Parallel Simulation Technologies

Next: Flow/Fluid-based Modeling Methodologies Up: Trends in Network Modeling Previous: Sequential Simulation Technologies

Parallel Simulation Technologies

The critical issue when executing a discrete-event simulation program on parallel or distributed computers is ensuring that the program is properly synchronized. The distributed simulator consists of a collection of logical processes or LPs, each modeling a distinct component of the system, e.g., a server in a queuing network. LPs communicate by exchanging time stamped event messages, e.g., denoting the arrival of a new job at that server. The synchronization mechanism must ensure that each LP processes events in timestamp order and prevent events in the simulated future from affecting those in the past.

In general, there are two approaches for addressing the synchronization problem. Conservative approaches ensure that events are processed in timestamp order by waiting until it is ``safe'' to process each event (i.e., no smaller time stamped events will be received later). Optimistic approaches allow events to be processed out of order, but provide a mechanism to detect and erase incorrect event computations.

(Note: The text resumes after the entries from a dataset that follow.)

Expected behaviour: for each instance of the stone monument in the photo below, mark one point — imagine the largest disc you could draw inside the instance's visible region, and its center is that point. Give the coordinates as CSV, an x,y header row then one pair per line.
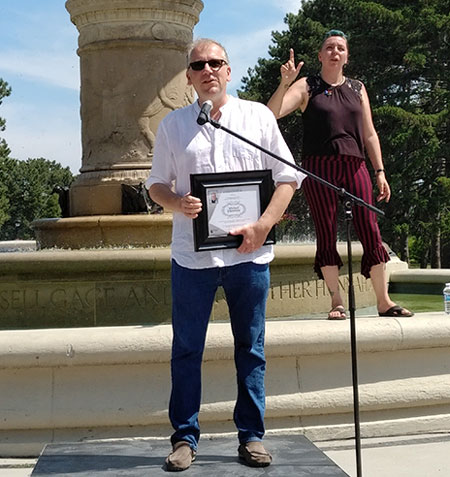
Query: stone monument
x,y
132,66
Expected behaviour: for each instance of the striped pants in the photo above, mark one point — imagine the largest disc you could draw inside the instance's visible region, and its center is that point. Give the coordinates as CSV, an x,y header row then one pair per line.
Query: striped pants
x,y
350,173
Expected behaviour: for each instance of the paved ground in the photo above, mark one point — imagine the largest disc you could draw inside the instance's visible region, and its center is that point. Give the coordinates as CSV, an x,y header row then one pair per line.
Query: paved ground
x,y
411,456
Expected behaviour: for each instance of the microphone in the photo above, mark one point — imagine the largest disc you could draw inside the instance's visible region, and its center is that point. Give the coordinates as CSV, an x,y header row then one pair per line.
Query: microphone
x,y
203,117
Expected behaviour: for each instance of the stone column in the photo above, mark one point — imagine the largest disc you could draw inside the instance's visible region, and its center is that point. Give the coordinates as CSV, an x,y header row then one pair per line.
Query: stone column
x,y
132,64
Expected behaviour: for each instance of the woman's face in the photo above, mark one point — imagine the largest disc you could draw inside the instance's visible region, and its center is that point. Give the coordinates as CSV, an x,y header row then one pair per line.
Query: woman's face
x,y
334,52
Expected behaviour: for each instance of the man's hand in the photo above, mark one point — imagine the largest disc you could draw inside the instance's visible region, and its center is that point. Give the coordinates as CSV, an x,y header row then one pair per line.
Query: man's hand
x,y
190,206
254,236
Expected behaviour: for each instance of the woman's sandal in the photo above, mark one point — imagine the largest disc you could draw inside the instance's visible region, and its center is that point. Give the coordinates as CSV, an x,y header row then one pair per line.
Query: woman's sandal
x,y
397,311
337,313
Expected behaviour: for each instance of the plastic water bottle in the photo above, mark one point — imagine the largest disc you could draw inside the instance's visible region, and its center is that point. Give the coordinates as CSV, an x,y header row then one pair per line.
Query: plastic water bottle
x,y
447,298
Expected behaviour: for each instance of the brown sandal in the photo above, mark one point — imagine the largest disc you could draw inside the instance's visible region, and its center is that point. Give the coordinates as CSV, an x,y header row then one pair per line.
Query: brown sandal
x,y
337,313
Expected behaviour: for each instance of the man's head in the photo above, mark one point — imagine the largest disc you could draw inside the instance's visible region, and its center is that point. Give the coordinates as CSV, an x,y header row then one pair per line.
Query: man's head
x,y
208,70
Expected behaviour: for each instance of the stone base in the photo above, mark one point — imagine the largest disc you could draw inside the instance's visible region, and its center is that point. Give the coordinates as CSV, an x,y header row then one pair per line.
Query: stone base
x,y
113,287
141,230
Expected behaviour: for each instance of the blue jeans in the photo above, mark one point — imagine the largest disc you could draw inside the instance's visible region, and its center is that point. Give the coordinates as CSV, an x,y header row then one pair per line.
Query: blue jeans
x,y
246,287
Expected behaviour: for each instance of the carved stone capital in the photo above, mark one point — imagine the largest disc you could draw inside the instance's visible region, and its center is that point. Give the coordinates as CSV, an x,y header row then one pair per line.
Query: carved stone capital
x,y
138,20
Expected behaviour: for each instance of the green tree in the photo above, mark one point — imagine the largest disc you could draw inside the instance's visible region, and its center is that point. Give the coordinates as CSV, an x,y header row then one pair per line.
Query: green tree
x,y
400,50
5,91
30,186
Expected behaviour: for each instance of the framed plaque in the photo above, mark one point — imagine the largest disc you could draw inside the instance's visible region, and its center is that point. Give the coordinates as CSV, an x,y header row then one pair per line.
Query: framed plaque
x,y
230,200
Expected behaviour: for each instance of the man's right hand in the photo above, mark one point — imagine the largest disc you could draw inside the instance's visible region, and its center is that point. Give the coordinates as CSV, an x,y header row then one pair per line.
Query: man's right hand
x,y
190,206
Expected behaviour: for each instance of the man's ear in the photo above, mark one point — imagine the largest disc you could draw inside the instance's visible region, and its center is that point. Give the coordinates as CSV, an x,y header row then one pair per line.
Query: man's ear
x,y
228,73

The seminal conservative approach is the Null Message algorithm developed by Chandy and Misra [24] and Bryant [15]. In this algorithm, each process sends a ``null message'' to its neighboring processes after executing each event. The ``null message'' contains a timestamp that serves as a ``promise'' that the sending process will not later send a message with timestamp smaller than to the receiving process. If the next event to be processed has a timestamp that is greater than any of the ``null message'' events, that process must wait until it receives the next wave of ``null messages'' such that all ``null message'' timestamps are greater than the timestamp of the next event to be processed. It has been shown that this algorithm avoids deadlock provided that there is no cycle in which a message could traverse without incrementing its timestamp (i.e., timestamp increments must be non-zero).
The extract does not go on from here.